We observe issues when calling COM servers from .NET code that uses the Dispatcher utility. When an outoing COM call to a different apartment takes a long time to execute, the main thread message queue is getting filled with WM_TIMER messages. Eventually, the capacity of 10000 elements is reached, and the main thread is no longer able to post messages to the message queue. This causes several problems, for example, callbacks from other COM apartments to the main thread fails.
This is a general problem with COM when a cross apartment function call takes a long time and there are active timers. Usually, it is possible to work around the problem by ensuring that there are not too many high frequency timers active. The problem gets worse with the .NET Dispatcher utility. This utility creates timers that run with a period of 10 ms. The .NET framework therefore makes it highly likely to face full message queues if an outgoing COM call takes a long time.
Raymond Chen explains the mechanisms behind this COM issue in https://devblogs.microsoft.com/oldnewthing/20160624-00/?p=93745. While waiting for the outgoing COM call to complete, the COM modal loop calls PeekMessage() with a WM_SYSTIMER filter. This forces WM_TIMER messages to be generated on the message queue when there are due timers, even if there is no message loop that pumps these messages.
The reproducer consists of two projects, a COM server implemented in ATL, and a client UI application implemented in C#/WPF. The COM server has a long running function that periodically calls a callback to a client callback listener. The UI application creates a COM server on a non-main-thread single threaded apartment, and passes it a client callback listener from the main thread apartment. The single threaded apartment is implemented using the System.Windows.Threading.Dispatcher.
The long running COM function is invoked by pushing the big button in the UI. This forces the main thread to enter the COM modal loop, because the server lives on a different apartment. During normal execution, the COM server successfully calls the client callback listener, since the COM modal loop allows for executing callbacks back onto the main thread.
Unfortunately, while in the COM modal loop, the Dispatcher timers are pushed onto the main thread message queue, and eventually the server is unable to call the callback listener anymore, receiving RPC_E_SYS_CALL_FAILED errors.

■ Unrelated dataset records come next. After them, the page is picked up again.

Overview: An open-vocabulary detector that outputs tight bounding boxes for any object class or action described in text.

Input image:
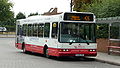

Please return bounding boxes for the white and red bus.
[15,12,97,57]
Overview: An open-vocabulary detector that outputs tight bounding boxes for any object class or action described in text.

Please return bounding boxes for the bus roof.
[17,12,94,25]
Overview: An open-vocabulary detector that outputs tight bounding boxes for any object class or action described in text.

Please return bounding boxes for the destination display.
[64,13,94,21]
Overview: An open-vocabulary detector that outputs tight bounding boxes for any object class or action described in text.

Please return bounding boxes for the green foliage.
[28,12,39,17]
[16,12,26,19]
[96,24,109,38]
[0,0,14,22]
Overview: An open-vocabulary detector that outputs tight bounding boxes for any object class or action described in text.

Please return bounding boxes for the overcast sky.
[10,0,70,15]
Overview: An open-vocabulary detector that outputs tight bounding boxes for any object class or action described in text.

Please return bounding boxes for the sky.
[10,0,70,16]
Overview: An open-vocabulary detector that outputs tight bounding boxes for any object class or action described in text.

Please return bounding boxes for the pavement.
[0,35,120,66]
[95,52,120,66]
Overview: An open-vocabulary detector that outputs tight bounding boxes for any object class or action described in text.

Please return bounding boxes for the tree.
[73,0,101,12]
[86,0,120,18]
[16,12,26,19]
[0,0,14,22]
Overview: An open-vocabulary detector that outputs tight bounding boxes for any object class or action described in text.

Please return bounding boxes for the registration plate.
[75,54,84,56]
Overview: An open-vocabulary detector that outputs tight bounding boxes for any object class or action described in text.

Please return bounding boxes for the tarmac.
[0,35,120,66]
[95,52,120,66]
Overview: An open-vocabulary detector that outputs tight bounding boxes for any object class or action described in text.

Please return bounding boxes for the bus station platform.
[95,52,120,66]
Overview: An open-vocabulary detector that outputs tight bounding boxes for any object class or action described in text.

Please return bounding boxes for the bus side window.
[22,24,28,36]
[33,24,38,36]
[44,23,50,37]
[17,25,20,35]
[51,22,58,38]
[28,24,32,36]
[38,24,44,37]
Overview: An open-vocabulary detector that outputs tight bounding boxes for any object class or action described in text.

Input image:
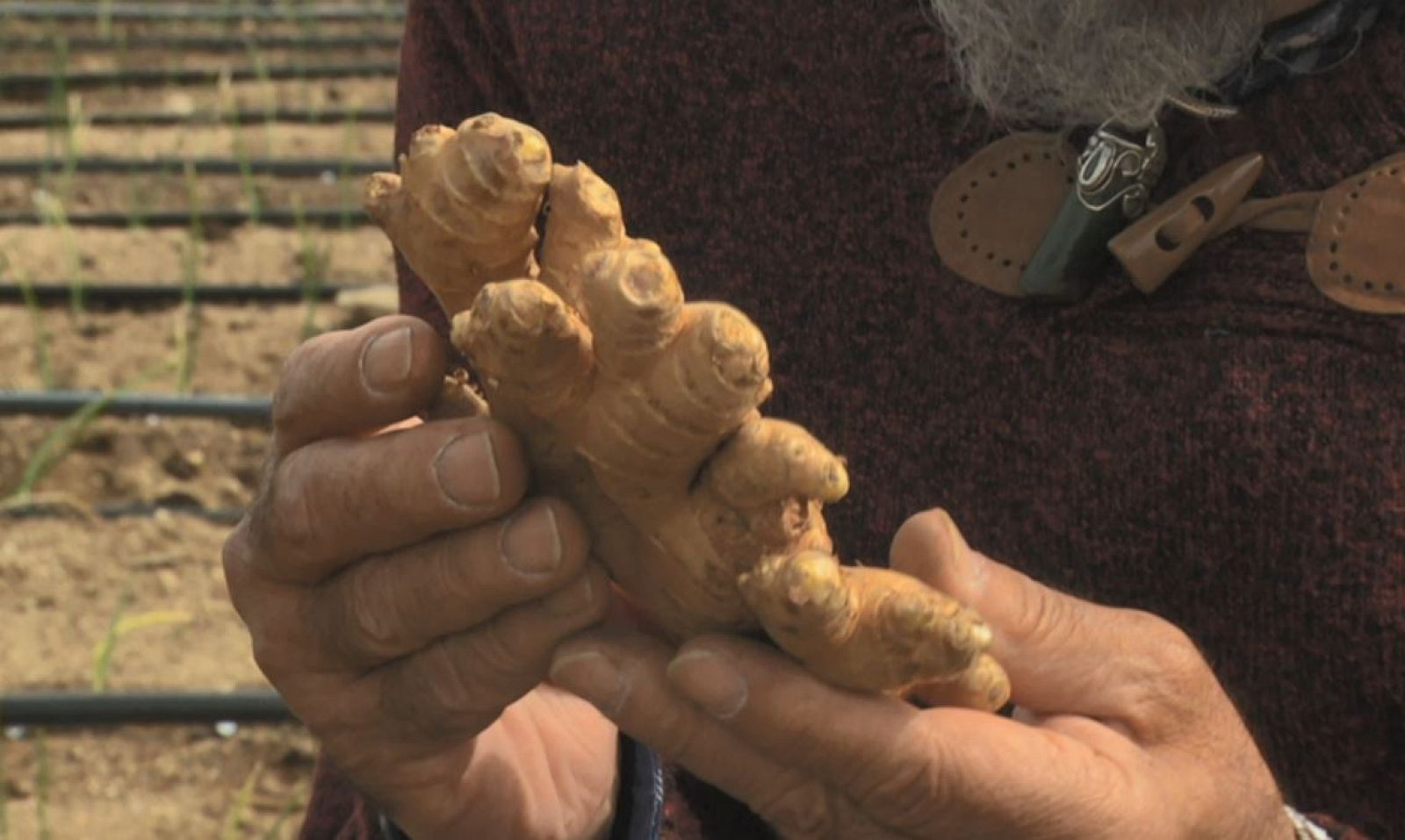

The screen shot below shows expected output after pushing the button and waiting for a while. Here, the COM server returns an error code because it fails to call back to the main thread due to full main thread message queue:
- Build debug configuration of solution.sln as administrator (registration of COM server is necessary, and happens automatically as part of the build)
- Run FullMessageQueueNet\bin\x64\Debug\FullMessageQueueNet.exe, and push the button in the UI.
- Wait (if debugger is attached, the problem happens within a couple of minutes, otherwise it can take significantly more)
- Observe a dialog box showing the error message that is received by the COM server when attempting to call into the main thread.